La course à la technologie est certes, essentielle pour le progrès, pour la modernisation et l’innovation, mais d’un autre côté elle peut dépasser les consommateurs, qui ont juste le temps de s’adapter et de s’équiper quand une nouvelle technologie vient remplacer la précédente. En tout état de cause, il faudrait tenir compte du pouvoir d’achat des consommateurs, qui ne peuvent se permettre de réinvestir régulièrement dans des lecteurs et des supports vidéographiques dernier cri.    

               Les mesures techniques de protection

Outre ces évolutions technologiques qui entraînent nécessairement des problèmes de compatibilité entre supports et lecteurs, un autre facteur, celui-ci volontaire, pourrait expliquer la baisse de la vente de DVD : les mesures techniques de protection (MTP ou DRM de l’anglais Digital Rights Management). Celles-ci sont parfois présentes sous forme de cryptage qui rend le DVD illisible par certains logiciels : il existe des DRM Microsoft, Mac… Comment expliquer qu’un film acheté légalement, ne puisse être lu par un appareil de lecture acheté lui aussi de manière légale ?

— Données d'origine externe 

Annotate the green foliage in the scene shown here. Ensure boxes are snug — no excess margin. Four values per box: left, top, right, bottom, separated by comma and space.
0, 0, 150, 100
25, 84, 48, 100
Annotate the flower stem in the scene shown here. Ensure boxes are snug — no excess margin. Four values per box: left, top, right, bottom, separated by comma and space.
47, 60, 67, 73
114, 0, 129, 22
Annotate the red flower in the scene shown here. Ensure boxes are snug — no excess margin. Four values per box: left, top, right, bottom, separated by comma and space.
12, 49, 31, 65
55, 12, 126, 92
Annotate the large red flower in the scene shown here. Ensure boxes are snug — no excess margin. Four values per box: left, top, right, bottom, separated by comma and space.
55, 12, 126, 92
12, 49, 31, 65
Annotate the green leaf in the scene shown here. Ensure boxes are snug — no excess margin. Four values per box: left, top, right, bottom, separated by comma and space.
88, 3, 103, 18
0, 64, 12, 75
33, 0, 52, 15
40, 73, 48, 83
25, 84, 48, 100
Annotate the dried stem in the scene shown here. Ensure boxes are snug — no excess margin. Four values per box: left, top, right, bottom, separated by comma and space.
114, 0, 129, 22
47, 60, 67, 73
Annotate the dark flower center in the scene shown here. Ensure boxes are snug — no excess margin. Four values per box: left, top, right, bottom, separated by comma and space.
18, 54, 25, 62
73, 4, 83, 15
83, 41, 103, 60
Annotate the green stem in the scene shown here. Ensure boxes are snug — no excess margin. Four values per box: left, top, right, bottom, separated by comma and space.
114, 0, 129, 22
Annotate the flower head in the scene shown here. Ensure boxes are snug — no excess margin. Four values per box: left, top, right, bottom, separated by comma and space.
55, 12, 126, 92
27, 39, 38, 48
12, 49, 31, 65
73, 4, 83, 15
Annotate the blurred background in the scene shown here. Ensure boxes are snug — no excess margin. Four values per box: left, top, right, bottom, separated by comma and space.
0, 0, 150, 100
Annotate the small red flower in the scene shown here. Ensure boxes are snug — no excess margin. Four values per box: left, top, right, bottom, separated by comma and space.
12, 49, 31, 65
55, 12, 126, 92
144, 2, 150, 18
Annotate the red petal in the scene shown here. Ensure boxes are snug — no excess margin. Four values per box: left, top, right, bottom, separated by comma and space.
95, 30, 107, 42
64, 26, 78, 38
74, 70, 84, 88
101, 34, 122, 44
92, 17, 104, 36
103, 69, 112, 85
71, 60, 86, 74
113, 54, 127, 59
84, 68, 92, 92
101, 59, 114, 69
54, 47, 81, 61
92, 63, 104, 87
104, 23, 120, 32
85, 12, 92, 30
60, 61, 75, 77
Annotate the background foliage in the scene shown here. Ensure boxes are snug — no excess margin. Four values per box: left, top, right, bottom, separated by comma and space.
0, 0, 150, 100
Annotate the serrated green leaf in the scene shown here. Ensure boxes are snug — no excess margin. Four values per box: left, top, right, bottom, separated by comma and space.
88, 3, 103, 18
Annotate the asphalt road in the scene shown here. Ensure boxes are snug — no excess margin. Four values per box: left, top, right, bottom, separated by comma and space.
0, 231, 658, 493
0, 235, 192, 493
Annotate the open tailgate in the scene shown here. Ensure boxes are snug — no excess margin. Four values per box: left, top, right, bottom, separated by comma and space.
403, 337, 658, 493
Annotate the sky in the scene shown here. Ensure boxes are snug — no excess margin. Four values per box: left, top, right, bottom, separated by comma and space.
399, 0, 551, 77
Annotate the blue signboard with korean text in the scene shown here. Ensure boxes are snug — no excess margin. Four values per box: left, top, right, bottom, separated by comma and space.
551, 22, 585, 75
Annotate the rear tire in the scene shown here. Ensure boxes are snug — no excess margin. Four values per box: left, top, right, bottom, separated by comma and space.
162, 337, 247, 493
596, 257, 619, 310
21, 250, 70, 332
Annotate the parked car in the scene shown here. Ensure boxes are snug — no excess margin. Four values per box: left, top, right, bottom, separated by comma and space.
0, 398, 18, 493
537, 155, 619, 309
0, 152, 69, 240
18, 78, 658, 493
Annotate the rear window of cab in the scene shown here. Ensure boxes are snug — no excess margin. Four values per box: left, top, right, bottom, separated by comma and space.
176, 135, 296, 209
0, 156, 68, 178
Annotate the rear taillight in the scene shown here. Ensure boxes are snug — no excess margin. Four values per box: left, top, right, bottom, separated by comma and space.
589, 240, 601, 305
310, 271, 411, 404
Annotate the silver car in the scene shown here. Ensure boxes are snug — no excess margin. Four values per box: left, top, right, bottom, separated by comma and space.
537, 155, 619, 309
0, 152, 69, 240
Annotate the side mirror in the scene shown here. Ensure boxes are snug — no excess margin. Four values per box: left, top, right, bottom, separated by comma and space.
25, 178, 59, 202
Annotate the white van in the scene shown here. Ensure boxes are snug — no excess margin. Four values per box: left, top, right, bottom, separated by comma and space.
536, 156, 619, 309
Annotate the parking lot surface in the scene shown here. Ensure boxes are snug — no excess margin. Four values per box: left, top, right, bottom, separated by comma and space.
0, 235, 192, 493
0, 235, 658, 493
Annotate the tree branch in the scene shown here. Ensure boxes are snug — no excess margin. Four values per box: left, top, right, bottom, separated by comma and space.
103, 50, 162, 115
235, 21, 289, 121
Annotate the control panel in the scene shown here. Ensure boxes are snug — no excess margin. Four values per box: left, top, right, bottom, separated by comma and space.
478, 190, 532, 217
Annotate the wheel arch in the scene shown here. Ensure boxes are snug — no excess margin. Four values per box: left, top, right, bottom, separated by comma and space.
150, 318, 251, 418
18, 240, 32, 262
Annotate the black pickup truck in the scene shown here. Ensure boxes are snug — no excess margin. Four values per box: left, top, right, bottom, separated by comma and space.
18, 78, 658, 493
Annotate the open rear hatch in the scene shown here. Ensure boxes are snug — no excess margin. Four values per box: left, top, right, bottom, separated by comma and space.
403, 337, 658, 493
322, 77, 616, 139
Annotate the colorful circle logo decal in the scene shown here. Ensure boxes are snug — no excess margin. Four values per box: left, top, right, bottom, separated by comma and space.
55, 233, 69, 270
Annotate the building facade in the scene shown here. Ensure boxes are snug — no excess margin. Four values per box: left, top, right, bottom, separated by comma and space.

Le projet de loi « Création et Internet » a soulevé ce problème qui se révèle être un véritable frein d’achat pour le consommateur. Mais au niveau des accords interprofessionnels comme au niveau du législateur, rien est prévu pour supprimer ou tout du moins limiter les mesures techniques de protection sur les œuvres cinématographiques légales physiques (DVD) et en ligne (sur Internet). Les Accords de l’Elysée signés en 2007 entre les fournisseurs d’accès à Internet et les principaux acteurs de la sphère culturelle ont envisagé la suppression des DRM, mais uniquement pour les titres musicaux à l’unité et français. Par ailleurs, le projet de loi « Création et Internet » s’est vu doté d’un amendement lors de l’examen du projet de loi dans la Chambre du Sénat les 29 et 30 octobre 2008. Ainsi, au chapitre 4 du texte s’ajoute l’article n°9 qui prévoit le retrait des mesures techniques de protection sur les catalogues d’œuvres musicales mis en ligne, dans un délai de six mois à compter de son adoption par les députés, dans le cadre d’accords interprofessionnels. 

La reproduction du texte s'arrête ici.